Der Gemeine Goldregen ist eine giftige Pflanzenart aus der Gattung Goldregen. Die Pflanze kommt im südlichen Mittel- und Osteuropa vor. Sie wird oft als Zierstrauch angepflanzt. Der Gemeine Goldregen wächst als Strauch oder kleiner Baum und erreicht Wuchshöhen bis 7 Meter. Die grünen wechselständigen Blätter sind 3-zählig gefingert, der Blattstiel ist dicht angedrückt und behaart. Die gelben Blüten sind zweiseitig symmetrisch mit fünf Blütenblättern, sie sind in hängenden Trauben angeordnet. Blütezeit ist von April bis Juni. Die Früchte der Pflanze sind längliche Hülsen, die bohnenförmige Samen von ungefähr 3 mm Größe enthalten.

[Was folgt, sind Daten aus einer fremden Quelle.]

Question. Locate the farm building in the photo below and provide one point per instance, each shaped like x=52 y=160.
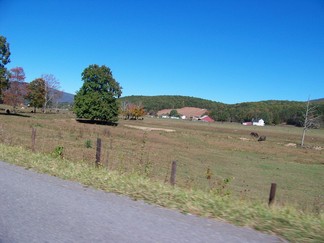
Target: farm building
x=206 y=119
x=260 y=123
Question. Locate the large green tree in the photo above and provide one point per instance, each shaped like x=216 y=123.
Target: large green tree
x=4 y=60
x=97 y=98
x=36 y=93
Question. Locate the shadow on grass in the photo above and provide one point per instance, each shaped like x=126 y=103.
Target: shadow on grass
x=13 y=114
x=98 y=122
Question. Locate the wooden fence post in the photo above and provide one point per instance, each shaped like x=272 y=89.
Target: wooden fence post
x=33 y=138
x=272 y=193
x=98 y=152
x=173 y=172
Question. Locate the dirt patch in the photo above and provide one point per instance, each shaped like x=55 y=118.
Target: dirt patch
x=150 y=128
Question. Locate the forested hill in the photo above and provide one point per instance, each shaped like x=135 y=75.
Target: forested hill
x=272 y=111
x=156 y=103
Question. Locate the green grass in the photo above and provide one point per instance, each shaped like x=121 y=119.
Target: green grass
x=196 y=146
x=293 y=225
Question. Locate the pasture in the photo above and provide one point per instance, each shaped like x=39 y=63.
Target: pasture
x=236 y=163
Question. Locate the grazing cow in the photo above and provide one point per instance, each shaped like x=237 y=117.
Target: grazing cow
x=254 y=134
x=262 y=138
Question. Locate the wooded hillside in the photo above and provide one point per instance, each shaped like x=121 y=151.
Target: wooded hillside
x=271 y=111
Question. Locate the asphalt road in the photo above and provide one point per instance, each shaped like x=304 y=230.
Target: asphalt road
x=40 y=208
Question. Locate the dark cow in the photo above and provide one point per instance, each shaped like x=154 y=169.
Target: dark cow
x=254 y=134
x=262 y=138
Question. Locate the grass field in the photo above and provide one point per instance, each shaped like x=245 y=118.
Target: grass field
x=239 y=165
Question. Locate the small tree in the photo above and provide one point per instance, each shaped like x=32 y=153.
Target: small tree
x=4 y=60
x=97 y=98
x=174 y=113
x=311 y=119
x=17 y=90
x=52 y=90
x=36 y=93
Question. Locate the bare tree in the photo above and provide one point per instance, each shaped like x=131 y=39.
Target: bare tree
x=311 y=119
x=17 y=90
x=52 y=90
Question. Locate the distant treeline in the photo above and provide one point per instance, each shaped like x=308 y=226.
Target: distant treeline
x=272 y=111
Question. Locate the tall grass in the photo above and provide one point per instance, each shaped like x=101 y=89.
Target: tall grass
x=285 y=221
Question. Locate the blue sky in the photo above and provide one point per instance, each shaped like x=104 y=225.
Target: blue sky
x=228 y=51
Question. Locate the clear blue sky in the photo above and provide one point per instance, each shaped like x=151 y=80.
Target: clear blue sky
x=229 y=51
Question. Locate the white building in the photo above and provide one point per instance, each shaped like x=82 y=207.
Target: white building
x=259 y=123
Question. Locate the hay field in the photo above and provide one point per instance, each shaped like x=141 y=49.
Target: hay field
x=237 y=163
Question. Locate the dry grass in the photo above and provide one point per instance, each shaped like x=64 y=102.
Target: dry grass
x=251 y=165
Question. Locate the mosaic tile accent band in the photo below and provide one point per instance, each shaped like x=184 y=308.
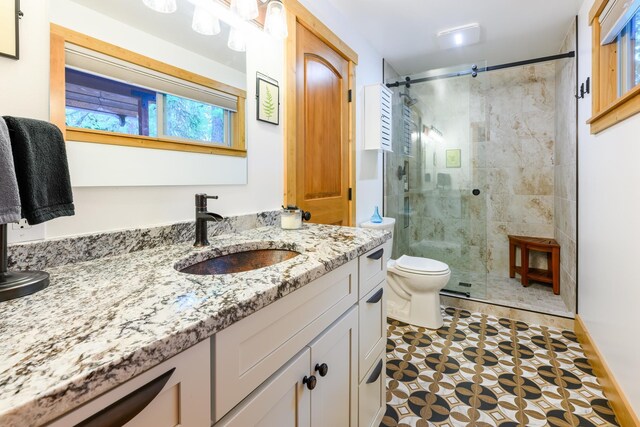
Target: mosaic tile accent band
x=479 y=370
x=51 y=253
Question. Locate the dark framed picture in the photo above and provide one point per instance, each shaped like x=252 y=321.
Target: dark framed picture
x=406 y=176
x=453 y=158
x=406 y=212
x=268 y=98
x=9 y=28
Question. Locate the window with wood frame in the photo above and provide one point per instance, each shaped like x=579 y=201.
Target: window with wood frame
x=102 y=93
x=616 y=62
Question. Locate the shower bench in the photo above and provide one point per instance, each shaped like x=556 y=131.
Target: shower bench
x=529 y=244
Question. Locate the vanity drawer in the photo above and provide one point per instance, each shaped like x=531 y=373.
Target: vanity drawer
x=372 y=269
x=373 y=331
x=248 y=352
x=372 y=397
x=172 y=394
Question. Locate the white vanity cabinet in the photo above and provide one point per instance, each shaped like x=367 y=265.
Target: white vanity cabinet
x=174 y=393
x=302 y=393
x=263 y=363
x=372 y=312
x=314 y=358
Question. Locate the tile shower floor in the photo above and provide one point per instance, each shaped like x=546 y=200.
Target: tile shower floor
x=478 y=370
x=509 y=292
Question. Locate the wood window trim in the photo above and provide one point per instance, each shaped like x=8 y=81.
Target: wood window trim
x=608 y=108
x=297 y=13
x=60 y=35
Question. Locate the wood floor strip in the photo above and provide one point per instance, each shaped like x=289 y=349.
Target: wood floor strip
x=621 y=406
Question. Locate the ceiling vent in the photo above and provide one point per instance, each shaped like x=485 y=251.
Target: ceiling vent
x=460 y=36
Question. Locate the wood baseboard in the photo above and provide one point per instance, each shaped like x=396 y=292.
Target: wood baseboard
x=619 y=403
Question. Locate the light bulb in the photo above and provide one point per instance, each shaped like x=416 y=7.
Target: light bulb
x=162 y=6
x=246 y=9
x=204 y=22
x=237 y=40
x=276 y=20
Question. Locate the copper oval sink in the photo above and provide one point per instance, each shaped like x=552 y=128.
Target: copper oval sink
x=240 y=261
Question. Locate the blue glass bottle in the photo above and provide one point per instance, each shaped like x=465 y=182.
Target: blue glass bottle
x=376 y=218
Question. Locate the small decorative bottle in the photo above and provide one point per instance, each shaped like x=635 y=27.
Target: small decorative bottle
x=376 y=218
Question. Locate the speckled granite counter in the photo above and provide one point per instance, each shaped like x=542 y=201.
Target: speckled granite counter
x=104 y=321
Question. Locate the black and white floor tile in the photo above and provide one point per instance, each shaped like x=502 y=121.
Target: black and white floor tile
x=478 y=370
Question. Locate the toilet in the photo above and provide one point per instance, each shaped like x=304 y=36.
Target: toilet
x=414 y=284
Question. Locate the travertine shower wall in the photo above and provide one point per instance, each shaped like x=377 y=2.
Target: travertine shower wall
x=516 y=138
x=516 y=162
x=565 y=204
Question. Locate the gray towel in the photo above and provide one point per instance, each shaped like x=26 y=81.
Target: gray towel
x=9 y=197
x=40 y=157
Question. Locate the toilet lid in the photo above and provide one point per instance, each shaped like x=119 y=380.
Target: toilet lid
x=421 y=265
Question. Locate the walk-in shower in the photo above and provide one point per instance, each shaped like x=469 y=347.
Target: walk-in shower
x=479 y=153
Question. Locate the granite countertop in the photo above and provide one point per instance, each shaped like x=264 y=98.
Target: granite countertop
x=102 y=322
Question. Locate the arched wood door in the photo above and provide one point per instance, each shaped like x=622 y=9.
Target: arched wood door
x=322 y=123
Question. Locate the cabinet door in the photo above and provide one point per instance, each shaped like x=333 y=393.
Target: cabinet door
x=373 y=327
x=372 y=394
x=282 y=401
x=334 y=400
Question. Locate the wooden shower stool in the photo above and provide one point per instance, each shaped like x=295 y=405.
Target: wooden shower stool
x=536 y=244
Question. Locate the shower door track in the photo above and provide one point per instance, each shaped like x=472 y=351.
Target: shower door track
x=475 y=69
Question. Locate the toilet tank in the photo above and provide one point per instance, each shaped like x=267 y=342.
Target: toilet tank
x=387 y=224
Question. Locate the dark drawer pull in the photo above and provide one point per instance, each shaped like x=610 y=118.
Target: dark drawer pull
x=124 y=410
x=375 y=374
x=376 y=297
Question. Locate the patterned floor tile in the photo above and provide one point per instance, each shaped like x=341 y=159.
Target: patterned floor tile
x=478 y=370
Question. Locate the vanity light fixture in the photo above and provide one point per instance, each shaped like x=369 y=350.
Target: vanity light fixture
x=246 y=9
x=237 y=40
x=162 y=6
x=276 y=20
x=204 y=22
x=459 y=36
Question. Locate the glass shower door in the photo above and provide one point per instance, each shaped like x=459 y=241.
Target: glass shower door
x=433 y=182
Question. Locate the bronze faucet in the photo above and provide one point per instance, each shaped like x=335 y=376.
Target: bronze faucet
x=202 y=217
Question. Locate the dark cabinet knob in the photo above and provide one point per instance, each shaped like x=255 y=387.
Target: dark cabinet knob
x=311 y=381
x=322 y=369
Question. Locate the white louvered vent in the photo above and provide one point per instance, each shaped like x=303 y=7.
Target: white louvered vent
x=378 y=110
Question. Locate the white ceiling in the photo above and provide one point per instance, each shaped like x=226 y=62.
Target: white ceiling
x=404 y=31
x=174 y=28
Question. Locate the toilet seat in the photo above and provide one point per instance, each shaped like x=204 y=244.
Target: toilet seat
x=421 y=266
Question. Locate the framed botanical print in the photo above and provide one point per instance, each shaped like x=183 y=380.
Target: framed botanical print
x=9 y=28
x=268 y=98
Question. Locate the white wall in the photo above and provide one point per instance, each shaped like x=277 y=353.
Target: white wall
x=25 y=92
x=608 y=233
x=368 y=71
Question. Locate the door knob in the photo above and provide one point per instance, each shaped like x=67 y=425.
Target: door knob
x=322 y=369
x=311 y=381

Die Samen der Pflanze enthalten bis zu 2 Prozent des stark giftigen Alkaloids Cytisin, in den Blüten sind ungefähr 1 Prozent des Giftstoffes enthalten, die Blätter enthalten etwa 0,5 Prozent Cytisin. Der Gehalt kann jahreszeitlich bedingt schwanken. Neben dem Hauptalkaloid Cytisin sind noch N-Methylcytisin, Laburnin und Chinolizidinalkaloide nachgewiesen worden. Da eine Kreuztoleranz des Cytisins zum Nikotin besteht, wurden die Samen früher zur Raucherentwöhnung benutzt. Bei Vergiftungen mit Goldregen tritt zunächst ähnlich wie bei Nikotin eine zentrale Erregung auf. Diese geht später in eine Dämpfung von Zentralem Nervensystem und Sympathikus über. Symptome sind Übelkeit, Salivation, Magenschmerzen und Schweißausbrüche. Häufig kommt es sehr schnell nach oraler Aufnahme zu heftigem Erbrechen. Daher sind Vergiftungen mit Todesfolge eher selten. Bleibt das Erbrechen aus, so erfolgt der Tod durch Atemlähmung nach heftigen Krämpfen, die in Lähmungen übergehen.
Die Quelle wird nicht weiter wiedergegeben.